/taxman-engine

Game Engine for Embedded Systems

Primary LanguageCMIT LicenseMIT

Taxman Engine

Taxman is a 2D Game Engine designed originally for the Playdate console. However, it is not platform-dependent.

The engine is written in C for high portability and speed in small-scale devices. No optimisation has been done, as the target device is not yet available for purchase.

Taxman Engine implements a simple Entity-Component structure and scene management. The choice is based on a hunch that quick iterative prototyping and creating game jam games would be faster with EC than with ECS.

Some features of the engine are based on the idea of having 1-bit screen, but adding support for more colors is entirely possible.

Demo

Online demo is available here. It is built using the Wasm port of the engine. The Wasm port repository contains an example of how to build a scene and add objects there, as well as how to add assets and load them.

The logo animation is made using transform animations and easings, including bezier curve for the jump of the taxman text. After the animation, scene is changed using a fade-to-black transition.

Logo animation

The character displays an example of frame animations. Simple water effect is made using dithering.

Character and tilemap demo

In order to test the engine on an actual device, a Teensy 4.0 board was used, running at 150MHz. The display is a Sharp memory display with 400x240 resolution.

Device demo

Features

Current Features include

  • Custom object type with runtime type information to allow easier memory management (destructor-like behavior)
  • Scenes and transforms between scenes
  • Scene Graph, Game Objects, reusable Components
  • Dynamic ArrayLists, HashMaps, and String Builders, which support the memory management scheme
  • Dithering to draw grayscale images
  • Bitmap fonts (currently monospace only)
  • Sprite atlases (currently only using LibGDX format)
  • Frame animations
  • Transform animations
  • Easings for transform animations, including cubic bezier curves
  • Tilemaps with automatic tile selection
  • Platformer physics with one-directional platforms and walls
  • Collision detection using sweep-and-prune algorithm
  • Camera
  • Pseudorandom number generator
  • Profiler

The engine can use fixed-point numbers for in-game calculations.

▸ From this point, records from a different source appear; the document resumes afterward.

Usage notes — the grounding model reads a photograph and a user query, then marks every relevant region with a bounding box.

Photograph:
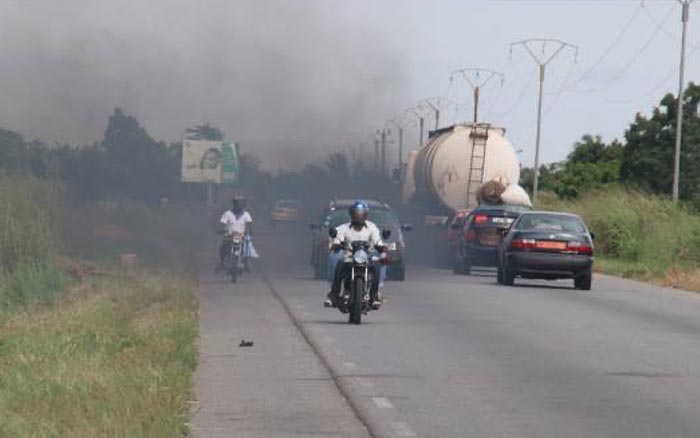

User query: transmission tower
[450,68,506,123]
[510,38,578,204]
[418,97,459,130]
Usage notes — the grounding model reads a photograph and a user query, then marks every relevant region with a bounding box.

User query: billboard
[182,140,240,184]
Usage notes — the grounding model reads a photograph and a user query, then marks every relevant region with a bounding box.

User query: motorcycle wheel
[348,277,365,325]
[229,257,238,283]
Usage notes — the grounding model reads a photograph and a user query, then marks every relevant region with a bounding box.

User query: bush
[538,187,700,266]
[0,174,57,274]
[0,174,64,314]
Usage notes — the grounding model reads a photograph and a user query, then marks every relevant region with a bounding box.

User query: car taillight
[464,228,476,242]
[566,242,593,256]
[474,214,489,225]
[510,239,537,249]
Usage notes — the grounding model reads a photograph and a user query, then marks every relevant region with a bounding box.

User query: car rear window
[516,214,586,234]
[277,201,299,208]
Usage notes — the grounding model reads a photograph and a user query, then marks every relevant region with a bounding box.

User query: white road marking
[343,362,357,370]
[355,377,374,388]
[372,397,394,409]
[391,421,416,437]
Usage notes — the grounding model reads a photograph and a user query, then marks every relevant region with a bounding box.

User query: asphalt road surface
[195,226,700,438]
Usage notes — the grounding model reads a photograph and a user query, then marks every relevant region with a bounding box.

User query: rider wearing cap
[326,201,386,308]
[216,197,253,272]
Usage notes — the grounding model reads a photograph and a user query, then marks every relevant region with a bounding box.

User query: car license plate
[479,229,501,246]
[535,240,566,249]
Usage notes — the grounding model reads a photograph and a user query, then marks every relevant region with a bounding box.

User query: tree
[101,108,179,201]
[620,83,700,200]
[185,123,224,141]
[521,135,622,198]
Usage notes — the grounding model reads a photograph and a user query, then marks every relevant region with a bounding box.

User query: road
[194,228,700,438]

This is due to the original game idea needing platform-indepent deterministic game replays using only player inputs. By deafult regular floats are used.

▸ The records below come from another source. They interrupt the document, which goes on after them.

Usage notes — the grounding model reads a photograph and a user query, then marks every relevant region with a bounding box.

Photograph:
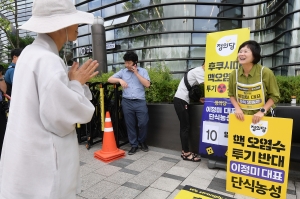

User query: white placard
[202,121,219,145]
[218,123,228,146]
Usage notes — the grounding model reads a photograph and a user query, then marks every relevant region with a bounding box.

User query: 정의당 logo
[250,121,268,136]
[216,35,237,57]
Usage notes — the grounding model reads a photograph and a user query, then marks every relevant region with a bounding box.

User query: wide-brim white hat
[19,0,94,33]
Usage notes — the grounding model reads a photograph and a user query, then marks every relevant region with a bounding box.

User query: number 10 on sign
[202,121,228,146]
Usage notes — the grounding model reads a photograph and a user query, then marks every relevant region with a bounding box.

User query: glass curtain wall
[74,0,300,77]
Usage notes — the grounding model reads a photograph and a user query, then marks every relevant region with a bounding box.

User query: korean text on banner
[199,28,250,161]
[226,114,293,199]
[205,28,250,98]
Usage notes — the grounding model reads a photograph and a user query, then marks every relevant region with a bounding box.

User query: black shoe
[140,142,149,152]
[128,147,139,155]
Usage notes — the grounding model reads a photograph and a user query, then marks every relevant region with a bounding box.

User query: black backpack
[184,71,201,102]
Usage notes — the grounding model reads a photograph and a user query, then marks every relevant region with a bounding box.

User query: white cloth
[175,66,205,103]
[0,34,95,199]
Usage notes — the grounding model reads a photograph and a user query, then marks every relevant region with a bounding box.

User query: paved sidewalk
[77,144,300,199]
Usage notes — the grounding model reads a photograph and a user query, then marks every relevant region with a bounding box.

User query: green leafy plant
[91,67,300,103]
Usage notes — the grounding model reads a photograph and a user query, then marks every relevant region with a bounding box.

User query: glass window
[93,10,101,17]
[102,0,116,6]
[77,35,90,46]
[116,39,128,50]
[165,60,187,72]
[188,60,204,69]
[77,3,88,11]
[115,26,129,39]
[161,33,191,45]
[130,10,149,23]
[149,5,195,19]
[129,23,147,36]
[89,0,101,10]
[112,15,129,25]
[116,0,150,14]
[196,5,219,17]
[106,53,114,64]
[75,0,86,4]
[78,25,90,35]
[105,30,115,41]
[102,6,116,18]
[192,33,206,44]
[114,52,126,63]
[104,20,114,27]
[147,19,193,33]
[79,57,89,65]
[129,37,145,48]
[151,47,189,59]
[142,49,151,59]
[191,47,205,57]
[194,19,218,30]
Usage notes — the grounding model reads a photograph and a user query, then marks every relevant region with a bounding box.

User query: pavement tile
[147,159,175,173]
[207,178,234,195]
[160,156,180,163]
[128,170,162,187]
[176,160,201,170]
[180,175,211,189]
[109,158,134,168]
[191,166,219,180]
[123,182,147,191]
[135,187,170,199]
[166,165,192,178]
[120,168,140,175]
[82,156,107,169]
[105,186,141,199]
[141,153,163,162]
[167,189,180,199]
[81,173,105,190]
[79,161,86,166]
[79,181,120,199]
[94,165,121,176]
[125,159,154,171]
[79,165,95,177]
[162,173,185,181]
[121,149,147,160]
[150,177,182,192]
[105,171,135,185]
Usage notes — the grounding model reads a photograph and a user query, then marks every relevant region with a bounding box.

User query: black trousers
[174,97,190,153]
[0,102,7,157]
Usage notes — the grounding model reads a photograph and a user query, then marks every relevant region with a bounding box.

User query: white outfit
[175,66,205,103]
[0,34,95,199]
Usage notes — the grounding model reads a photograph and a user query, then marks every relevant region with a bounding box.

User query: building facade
[0,0,73,62]
[74,0,300,76]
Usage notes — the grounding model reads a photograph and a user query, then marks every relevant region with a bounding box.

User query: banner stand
[207,159,227,171]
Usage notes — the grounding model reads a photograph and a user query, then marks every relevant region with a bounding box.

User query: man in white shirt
[174,61,205,162]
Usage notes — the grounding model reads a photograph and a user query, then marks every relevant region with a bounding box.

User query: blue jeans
[122,98,149,147]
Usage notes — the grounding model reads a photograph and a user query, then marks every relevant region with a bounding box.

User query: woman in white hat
[0,0,98,199]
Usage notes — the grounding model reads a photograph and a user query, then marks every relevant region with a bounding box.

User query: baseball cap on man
[19,0,94,33]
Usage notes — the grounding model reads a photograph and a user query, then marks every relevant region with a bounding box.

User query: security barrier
[76,82,128,149]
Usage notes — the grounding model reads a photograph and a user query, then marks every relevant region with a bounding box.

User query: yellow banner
[205,28,250,98]
[174,185,233,199]
[226,114,293,199]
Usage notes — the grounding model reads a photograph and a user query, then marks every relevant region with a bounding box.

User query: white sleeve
[196,67,205,84]
[39,72,95,137]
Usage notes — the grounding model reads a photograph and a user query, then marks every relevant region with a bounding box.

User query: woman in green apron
[228,40,280,124]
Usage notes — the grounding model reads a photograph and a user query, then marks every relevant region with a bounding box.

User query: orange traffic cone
[94,111,125,162]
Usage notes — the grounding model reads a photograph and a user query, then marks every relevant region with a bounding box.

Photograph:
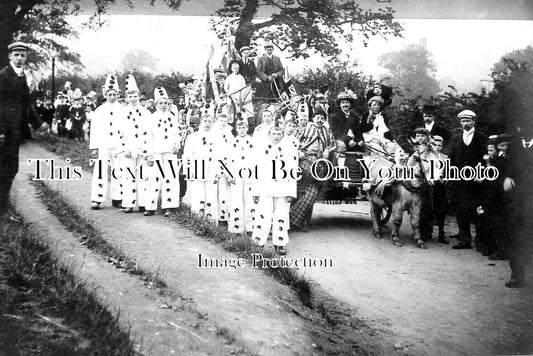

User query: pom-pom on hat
[154,87,168,104]
[313,107,327,119]
[125,74,139,93]
[495,133,513,145]
[422,104,438,115]
[413,127,429,136]
[103,74,120,95]
[457,110,476,120]
[368,95,385,105]
[7,42,30,53]
[335,91,357,106]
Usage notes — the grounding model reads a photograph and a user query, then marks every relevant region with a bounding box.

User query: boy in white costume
[89,75,125,210]
[213,113,234,225]
[144,87,181,217]
[183,116,220,221]
[121,74,152,213]
[228,120,257,235]
[253,110,274,142]
[252,124,298,255]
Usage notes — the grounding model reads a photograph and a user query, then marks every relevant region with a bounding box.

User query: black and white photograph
[0,0,533,356]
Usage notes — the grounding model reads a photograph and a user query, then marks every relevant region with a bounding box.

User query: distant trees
[120,49,159,72]
[212,0,403,58]
[378,45,440,99]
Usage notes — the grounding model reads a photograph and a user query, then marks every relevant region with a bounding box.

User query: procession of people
[0,43,529,287]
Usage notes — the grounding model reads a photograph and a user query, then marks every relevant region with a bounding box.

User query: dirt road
[289,202,533,355]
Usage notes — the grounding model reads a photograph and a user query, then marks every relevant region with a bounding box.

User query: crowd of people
[3,41,526,287]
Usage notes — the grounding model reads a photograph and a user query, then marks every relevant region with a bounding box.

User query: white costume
[122,74,152,208]
[145,87,181,211]
[183,127,221,221]
[252,135,298,246]
[89,75,125,203]
[228,135,257,233]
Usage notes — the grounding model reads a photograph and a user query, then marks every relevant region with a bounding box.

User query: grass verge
[172,204,312,308]
[31,180,167,293]
[0,211,136,355]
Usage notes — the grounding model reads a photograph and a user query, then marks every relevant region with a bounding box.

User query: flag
[220,41,241,70]
[228,84,254,119]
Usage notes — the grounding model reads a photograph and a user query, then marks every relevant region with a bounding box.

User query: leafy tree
[121,49,159,72]
[212,0,402,58]
[378,45,440,99]
[0,0,182,69]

There is no actual camera, as the viewport remains always in origin. But functionally there is equivalent camera node, which translates (transform, scale, and rotate supported) the node and child nodes. This also allows easy HUD implementation as there is no need for multiple camera trickery.

Rough Backlog

  • How-to-use guide
  • Examples of scenes, objects, components, and game state
  • Audio support
  • Render optimisations
  • Keep 1-bit images in memory with 1-bit colors instead of 8-bit colors
  • 9-sprite
  • Sprite alpha using dithering
  • Easier UI layout scheme using object's top-left corner as origin for child objects
  • Support sprite rotation in sprite atlases
  • Moving platforms and pushable objects
  • Clean exit (clear all allocated memory and quit)
  • Tool to compute bezier curve values ahead-of-time
  • Use user-defined resolution instead of a hard-coded one

Contributing

All contributions, especially issues, comments, and pull request are warmly welcome. This repository is maintained as a side project, and as such, it is unfortunately not possible to guarantee frequent updates.

If you manage to get the engine running on any platform, please send me a tweet.

License

This codebase is released under the MIT License.